発表者 岡山大学病院循環器内科 江尻健太郎先生 に、本研究のお話をうかがいました。


今回の結果としては、主要評価項目においては有意差が出ませんでしたが、どのような理由が考えられますか?
要因としては2つ考えられます。

1つは対象となる患者さんの選択基準の設定の問題、もう1つは統計的な仮説の問題です。

選択基準については、重症の患者さんだけを対象とした場合、症例の集積が困難となります。今回は母集団を広げ、症例を集積することを優先し、比較的軽症の患者さんも対象としました。心房細動のある患者さんでのサブグループ解析では、有意差が生じておりましたので、症状の重さによるところが大きいかと思います。

また、統計的な仮説を立てる際、ルセオグリフロジン群では、BNPが30%低下すると見込んでおりましたが、実際は約10%の低下でした。研究開始時には分かりませんでしたが、両群間の差を検証するには、サンプルサイズをもっと大きくしなければならなかった、ということが判明しました。

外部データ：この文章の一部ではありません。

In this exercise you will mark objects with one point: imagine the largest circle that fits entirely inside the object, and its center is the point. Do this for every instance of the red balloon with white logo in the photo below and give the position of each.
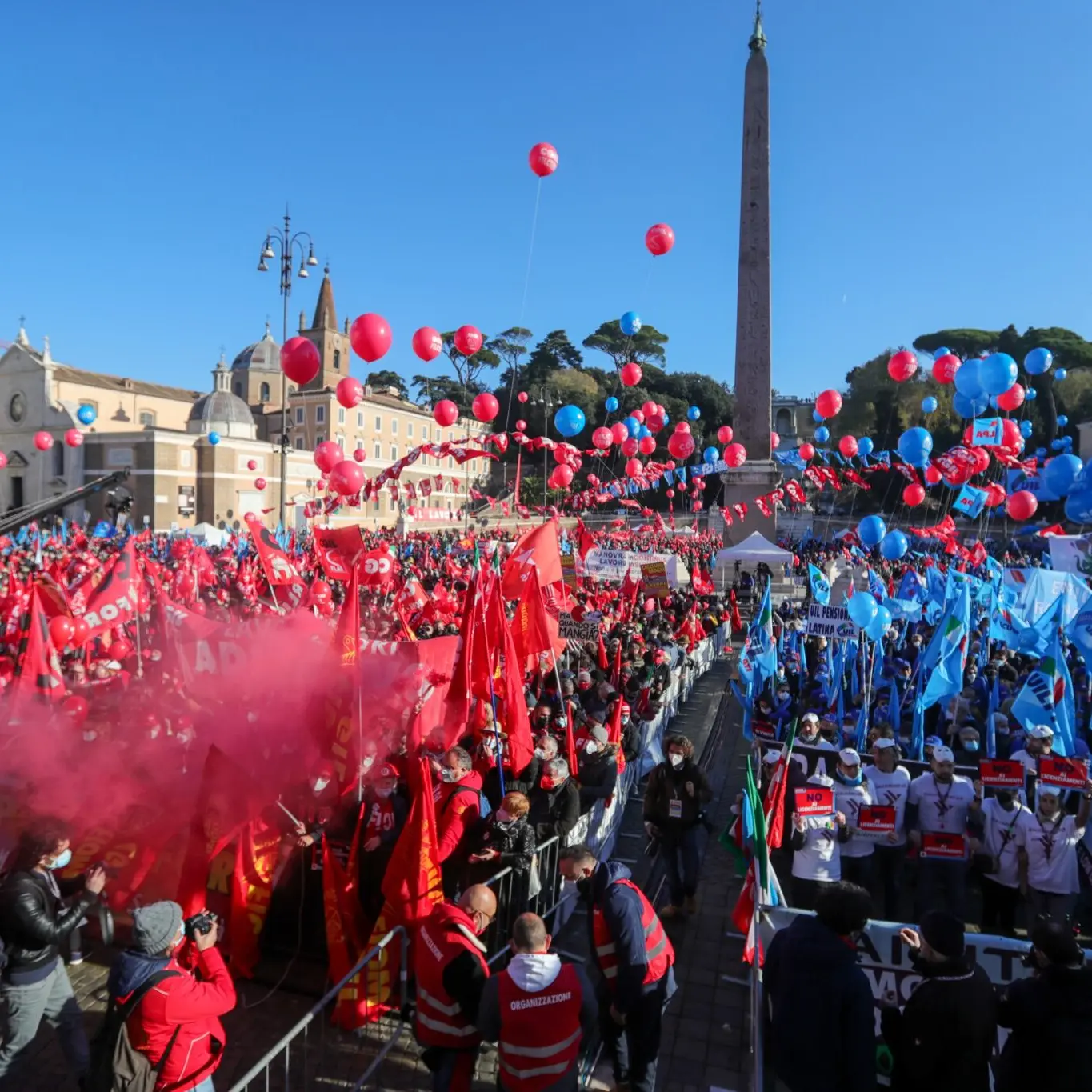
(370, 337)
(543, 159)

今回はルセオグリフロジンの比較対照薬はボグリボースでしたが、他の糖尿病治療薬と比較した場合、どのような結果となりそうですか?
まずは、今回の対照群をαグルコシダーゼ阻害薬のボグリボースとした経緯から説明します。

比較研究としては、プラセボを対照とすると、その効果がわかりやすいです。しかし、既に症状のある患者さんに対してプラセボを使うことについては、倫理的な問題もあり、臨床研究では現実的ではありません。今回、以下の3点を考慮して、対照薬を決めました。

・心不全に対する安全性が確立していること
・患者さんにとって費用負担が小さいこと
・糖尿病学会の薬剤機序分類にて、研究薬と同じ「糖吸収・排泄調整系」であること

他の糖尿病治療薬と比較するためには、こうした様々な面を考慮しなければならず、効果の面だけを見て、可能性を言及することは難しいです。

フォローアップ期間が、もう少し長ければ、結果が変わりそうでしょうか?
ルセオグリフロジンに限らず、SGLT2阻害薬は、早期に効果が表れる傾向があります。 今回の研究でも、検査値としては、4週以降はプラトーともとらえることはできそうです。長期投与とすることで、結果が大きく変わることは、現時点では考えにくいという所感です。ただし、実際にフォローを続けてみなければ、どうなるかはわかりません。
安全性については、いかがでしたか?
重篤な有害事象としては、ルセオグリフロジン群に低血圧の症例が1例ありました。副作用の発現率は、両群間に有意差は認められませんでした。どちらかのリスクが高いということはないと考えます。
最後に、今後の診療や研究に関する抱負や展望などをお聞かせください。
炎症マーカーについては、今後何か新しい結果が出せる可能性もあるかとは思います。まずは今回集積できたデータを、さらに細かく解析し、新規エビデンスを発信したいと思います。